A Thought on Public Art from Paula Fletcher
I always say that we are so fortunate here in the East End to have such incredible public art. You can find art in almost every neighbourhood, in our lanes, parks, and even on our roads. Sometimes you have to “stop and smell the roses” to truly experience the art you’re walking by – because it can be found in so many different places thanks to artists, advocates and community builders who have made sure the East End has an abundance of top notch public art.
I strongly believe that public art makes our communities better places to live, work and visit. Not only does art brighten and animate our public spaces, it shows the diversity and beauty of local artists and neighbourhoods. I’d like to share some fantastic public art with you in this blog post.
Back in 2014, City Council adopted the Carlaw + Dundas Community Initiative, which I put forward to establish a vision for the Carlaw and Dundas community. A suite of public space improvement projects were undertaken as part of this initiative, including the Carlaw + Dundas Triangle. This area was transformed into an iconic urban outdoor gathering space and the overall design was inspired by the new Signature Marker – the obelisk by internationally-acclaimed Toronto artist and designer Pierre Poussin.
The obelisk was created with laser-cut Corten Steel and backlit LED lights, with maps of various stages of the neighbourhood’s history etched into the steel.
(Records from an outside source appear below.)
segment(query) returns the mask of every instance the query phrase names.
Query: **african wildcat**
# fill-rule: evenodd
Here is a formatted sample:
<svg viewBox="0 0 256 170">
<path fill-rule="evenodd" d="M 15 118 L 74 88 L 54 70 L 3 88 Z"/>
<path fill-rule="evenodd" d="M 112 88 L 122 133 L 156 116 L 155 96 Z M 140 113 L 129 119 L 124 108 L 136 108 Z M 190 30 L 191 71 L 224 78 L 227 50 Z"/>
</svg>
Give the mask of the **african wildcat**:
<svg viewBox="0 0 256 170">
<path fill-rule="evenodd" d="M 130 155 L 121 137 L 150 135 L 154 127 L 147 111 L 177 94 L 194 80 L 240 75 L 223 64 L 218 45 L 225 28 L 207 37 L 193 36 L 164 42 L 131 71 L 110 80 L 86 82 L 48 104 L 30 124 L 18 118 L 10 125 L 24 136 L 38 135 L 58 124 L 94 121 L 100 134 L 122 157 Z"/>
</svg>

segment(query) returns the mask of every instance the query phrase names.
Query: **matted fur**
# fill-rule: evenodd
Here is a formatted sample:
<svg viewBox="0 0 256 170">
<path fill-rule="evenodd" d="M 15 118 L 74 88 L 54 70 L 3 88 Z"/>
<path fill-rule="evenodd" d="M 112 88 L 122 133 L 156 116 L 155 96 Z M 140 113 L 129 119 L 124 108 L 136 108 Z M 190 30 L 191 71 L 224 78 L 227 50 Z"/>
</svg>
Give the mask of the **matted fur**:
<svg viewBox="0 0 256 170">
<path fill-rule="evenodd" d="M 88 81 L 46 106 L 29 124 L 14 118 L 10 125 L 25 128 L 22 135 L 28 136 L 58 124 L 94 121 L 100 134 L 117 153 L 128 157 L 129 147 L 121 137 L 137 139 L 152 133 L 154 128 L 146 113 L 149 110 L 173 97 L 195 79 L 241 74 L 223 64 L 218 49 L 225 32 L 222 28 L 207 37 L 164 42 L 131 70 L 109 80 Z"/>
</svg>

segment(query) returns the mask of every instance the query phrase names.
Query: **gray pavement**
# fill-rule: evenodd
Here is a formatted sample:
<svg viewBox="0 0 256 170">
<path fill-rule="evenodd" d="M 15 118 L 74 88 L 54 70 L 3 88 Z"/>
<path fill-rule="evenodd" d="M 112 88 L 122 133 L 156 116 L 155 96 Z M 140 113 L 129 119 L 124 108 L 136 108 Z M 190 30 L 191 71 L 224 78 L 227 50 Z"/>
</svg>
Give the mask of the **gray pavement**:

The 9.2 metre-high obelisk and its beautiful lighting completely changed the look and feel of this space, and I’m so proud to have such a remarkable piece of public art in Ward 14. You can learn more about the obelisk and the Carlaw + Dundas Community Initiative on my website here.
Another magnificent piece of public art is Dean Baldwin’s Typha located at the south-east corner of Lakeshore and Leslie. As part of the site plan agreement for the TTC’s Leslie Barns in 2009, I negotiated a major contribution for public art to anchor Leslie Street as the gateway to the Leslie Spit. This piece is constructed of Toronto streetcar railway track, rods and other profiles of Corten weathering steel, which have been sculpted into an impressive collection of reeds, rushes and cattails bundled into a five ton flower arrangement.
The East End is also full of beautiful and colourful murals. You can find them on the sides of buildings, on bridge underpasses, in lanes, on garage doors, and on our sidewalks and roads. What’s even more special is that many of these murals were painted by women and non-binary artists. Several along Gerrard St. East in Little India were painted as part of the Women in the Walls event in 2017. One of my favourite murals is by Indigenous artists Chief Lady Bird and Mo Thunder on the side of Udupi Palace. It was so great to meet with them while they were in the process of painting this vibrant and inspiring mural.
The most recent public art in Ward 14 can be found in the Riverside neighbourhood. I encourage you to take a walk in the lane north of Queen St. East that runs from Munro Street to just east of Broadview Ave. Here you will find 20 stunning murals part of the Women Paint Riverside project, a collaboration between East End Arts, StreetARToronto, Women Paint, the Riverside BIA and Native Women in the Arts. These murals celebrate our relationship with water and were painted by women and gender marginalized artists. Congratulations to everyone involved with this amazing project!
I’d also like to share the East End Bridges to Art Underpass Project which I initiated in 2017. All nine bridges in Ward 14 will be painted by mural artists chosen by the community. Three bridges have already been completed and the Coxwell Bridge is underway. You can learn more about the project on my website here.
You can see why we’re so fortunate here in the East End. Our neighbourhoods are full of public art, vibrant spaces and talented artists.
The City has also kicked off ArtworxTO: Toronto’s Year of Public Art 2021-22. This will be a year-long celebration of Toronto’s exceptional public art running from fall 2021 to fall 2022. Supporting local artists and new artworks that reflect our diversity, ArtworxTO is creating more opportunities for residents to engage with art in their everyday lives. You can learn more at www.artworxto.ca.
I hope you have a chance this fall to get out and explore the public art in your community. You never know what you’ll find!